Le recul de plus en plus marqué des glaces force toutefois ces animaux à plonger toujours plus profondément pour se nourrir. Mais la banquise a maintenant tellement reculé que les fonds marins les plus près se situent désormais à 3000 mètres de profondeur, les rendant totalement inaccessibles pour les morses.

Des milliers d’entre eux ont donc opté pour une plage de l’Alaska, même si celle-ci se situe loin de leur habitat naturel. Si les experts ne savent pas encore si ce changement des comportements des morses peut avoir un impact sur leur mortalité, ils estiment que les bébés morses sont plus fragiles sur la terre ferme et que les animaux perdent plus d’énergie à rechercher des proies sur terre que lorsqu’ils sont installés sur la glace.

Une chose est sûre : les bouleversements climatiques provoqués par l’activité humaine sont bel et bien responsables du phénomène. Depuis 1979, date à laquelle les observations satellites de la banquise ont débuté, la glace de mer ne cesser de reculer. Cet été, elle a atteint son sixième niveau le plus bas des 35 dernières années. Sa superficie s’est établie à 5,02 millions de km2 le 17 septembre, soit bien en deçà de la moyenne des minimums observés entre 1979 et 2012 qui, elle, s’élève à 6,1 millions de km2.

Victimes du climat

Plusieurs espèces vivant dans l’Arctique souffrent déjà des conséquences des modifications durables du climat terrestre. L’ours polaire, par exemple, figure parmi les victimes probables des effets des bouleversements du climat dans l’Arctique. Selon les données du Groupe intergouvernemental d’experts sur l’évolution du climat, l’espèce sera confrontée à « un haut risque d’extinction » d’ici quelques décennies. Elle est déjà considérée depuis 2011 comme une « espèce préoccupante » au sens de la Loi canadienne sur les espèces en péril.

« C’est une nouvelle preuve remarquable des dramatiques changements environnementaux liés à la fonte de la banquise, a pour sa part déploré Margaret Williams, directrice du programme arctique du WWF, citée par Associated Press. Les morses nous disent ce que les ours polaires nous ont dit et ce que beaucoup d’autochtones nous avaient dit : l’environnement arctique change extrêmement rapidement, c’est le moment pour le reste du monde d’en prendre connaissance mais aussi de prendre des mesures pour s’attaquer aux causes du changement climatique. »

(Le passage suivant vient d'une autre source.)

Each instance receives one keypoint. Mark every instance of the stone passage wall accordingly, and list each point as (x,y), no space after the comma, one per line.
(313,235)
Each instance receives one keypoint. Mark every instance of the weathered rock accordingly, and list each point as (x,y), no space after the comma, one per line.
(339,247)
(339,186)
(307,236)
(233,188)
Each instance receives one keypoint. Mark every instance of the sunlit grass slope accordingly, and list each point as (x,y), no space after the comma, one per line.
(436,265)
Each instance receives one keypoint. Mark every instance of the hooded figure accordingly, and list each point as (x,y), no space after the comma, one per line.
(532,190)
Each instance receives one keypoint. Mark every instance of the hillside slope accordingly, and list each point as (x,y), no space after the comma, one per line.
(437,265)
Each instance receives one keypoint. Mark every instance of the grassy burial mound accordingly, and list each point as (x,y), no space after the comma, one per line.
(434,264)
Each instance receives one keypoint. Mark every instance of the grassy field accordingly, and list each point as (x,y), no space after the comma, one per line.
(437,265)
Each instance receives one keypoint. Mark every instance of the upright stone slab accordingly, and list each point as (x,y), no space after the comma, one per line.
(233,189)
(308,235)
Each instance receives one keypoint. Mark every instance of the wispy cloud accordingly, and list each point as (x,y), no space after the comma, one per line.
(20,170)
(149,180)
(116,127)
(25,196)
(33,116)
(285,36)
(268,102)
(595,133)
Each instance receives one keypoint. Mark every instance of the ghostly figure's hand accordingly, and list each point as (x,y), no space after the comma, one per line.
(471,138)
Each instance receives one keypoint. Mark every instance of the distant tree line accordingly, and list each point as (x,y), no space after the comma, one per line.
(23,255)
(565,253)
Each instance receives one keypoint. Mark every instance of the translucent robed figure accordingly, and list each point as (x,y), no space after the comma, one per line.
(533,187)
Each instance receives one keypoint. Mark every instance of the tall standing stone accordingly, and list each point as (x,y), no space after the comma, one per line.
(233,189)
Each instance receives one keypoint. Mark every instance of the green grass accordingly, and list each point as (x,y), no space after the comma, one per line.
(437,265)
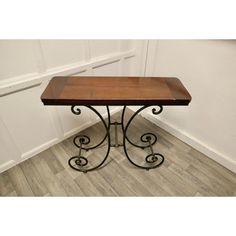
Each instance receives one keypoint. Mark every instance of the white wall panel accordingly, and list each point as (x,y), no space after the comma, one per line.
(107,70)
(9,152)
(103,47)
(63,52)
(27,119)
(207,68)
(26,126)
(17,58)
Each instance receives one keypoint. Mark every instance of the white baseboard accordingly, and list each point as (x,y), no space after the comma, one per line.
(52,142)
(195,143)
(7,165)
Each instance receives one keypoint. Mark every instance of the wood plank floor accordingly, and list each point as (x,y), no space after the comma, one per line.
(185,171)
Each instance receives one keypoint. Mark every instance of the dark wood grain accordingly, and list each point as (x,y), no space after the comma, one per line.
(115,91)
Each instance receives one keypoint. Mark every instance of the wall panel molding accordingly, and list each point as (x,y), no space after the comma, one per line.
(29,133)
(20,83)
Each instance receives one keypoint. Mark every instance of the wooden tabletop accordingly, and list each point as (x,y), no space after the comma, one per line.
(78,90)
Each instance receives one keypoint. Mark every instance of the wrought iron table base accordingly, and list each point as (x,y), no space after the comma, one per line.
(80,162)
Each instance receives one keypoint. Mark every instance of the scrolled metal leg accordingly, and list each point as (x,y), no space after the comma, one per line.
(79,162)
(153,159)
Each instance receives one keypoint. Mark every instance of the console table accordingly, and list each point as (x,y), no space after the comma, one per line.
(92,91)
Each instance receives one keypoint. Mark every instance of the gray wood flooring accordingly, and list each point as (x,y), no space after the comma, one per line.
(185,171)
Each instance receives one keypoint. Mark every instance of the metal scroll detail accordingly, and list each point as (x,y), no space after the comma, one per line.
(153,159)
(80,162)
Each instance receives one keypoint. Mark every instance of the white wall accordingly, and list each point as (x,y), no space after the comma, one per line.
(208,70)
(26,66)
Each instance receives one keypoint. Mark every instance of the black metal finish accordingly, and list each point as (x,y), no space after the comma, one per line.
(151,161)
(80,162)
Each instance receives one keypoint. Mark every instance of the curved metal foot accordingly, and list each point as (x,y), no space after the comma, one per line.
(80,162)
(153,159)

Pour le moment, ce sont surtout les immenses ressources pétrolières et gazières de l’Arctique qui intéressent de plus en plus d’entreprises et de gouvernements, dont celui du Canada. Ottawa a décidé en juin 2012 de mettre aux enchères près de 10 000 kilomètres carrés de l’océan Arctique.

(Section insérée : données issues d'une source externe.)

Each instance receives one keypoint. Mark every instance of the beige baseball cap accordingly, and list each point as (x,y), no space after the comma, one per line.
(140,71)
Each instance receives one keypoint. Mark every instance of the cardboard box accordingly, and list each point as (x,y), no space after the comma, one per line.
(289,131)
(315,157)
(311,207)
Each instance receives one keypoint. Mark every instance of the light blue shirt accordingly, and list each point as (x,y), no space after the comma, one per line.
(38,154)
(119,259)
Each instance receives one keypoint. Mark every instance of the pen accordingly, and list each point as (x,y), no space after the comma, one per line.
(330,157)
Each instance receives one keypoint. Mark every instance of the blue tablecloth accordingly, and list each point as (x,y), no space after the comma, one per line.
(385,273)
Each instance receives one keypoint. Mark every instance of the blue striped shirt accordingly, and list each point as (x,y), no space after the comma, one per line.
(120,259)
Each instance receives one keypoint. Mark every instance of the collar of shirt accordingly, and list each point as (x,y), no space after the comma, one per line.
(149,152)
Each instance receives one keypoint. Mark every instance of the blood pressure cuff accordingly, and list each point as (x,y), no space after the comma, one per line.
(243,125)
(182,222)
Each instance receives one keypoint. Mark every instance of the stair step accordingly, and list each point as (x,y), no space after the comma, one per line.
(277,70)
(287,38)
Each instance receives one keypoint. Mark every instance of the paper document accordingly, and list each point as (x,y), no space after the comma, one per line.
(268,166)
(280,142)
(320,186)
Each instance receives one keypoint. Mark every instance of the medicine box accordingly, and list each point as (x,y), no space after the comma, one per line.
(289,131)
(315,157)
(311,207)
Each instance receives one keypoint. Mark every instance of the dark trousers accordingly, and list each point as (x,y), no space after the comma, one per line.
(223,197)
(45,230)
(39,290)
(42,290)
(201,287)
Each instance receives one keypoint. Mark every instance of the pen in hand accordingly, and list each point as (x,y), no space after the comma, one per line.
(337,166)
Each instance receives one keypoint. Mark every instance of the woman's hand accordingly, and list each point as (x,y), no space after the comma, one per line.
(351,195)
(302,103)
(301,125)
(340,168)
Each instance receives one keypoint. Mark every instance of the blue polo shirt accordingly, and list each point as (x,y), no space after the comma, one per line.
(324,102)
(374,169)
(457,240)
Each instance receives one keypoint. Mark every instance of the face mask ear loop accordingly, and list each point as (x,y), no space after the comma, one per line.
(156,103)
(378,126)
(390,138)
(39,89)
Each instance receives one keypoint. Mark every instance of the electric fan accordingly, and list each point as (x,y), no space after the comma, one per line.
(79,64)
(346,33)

Le Programme des Nations unies pour l’environnement a d’ailleurs lancé l’an dernier un sérieux avertissement à la communauté internationale : la fonte accélérée des glaces de l’Arctique rend de plus en plus probable une exploitation précipitée des immenses ressources énergétiques fossiles dans cette région du monde. L’ironie, c’est que l’exploitation massive de ces ressources est justement responsable des bouleversements du climat.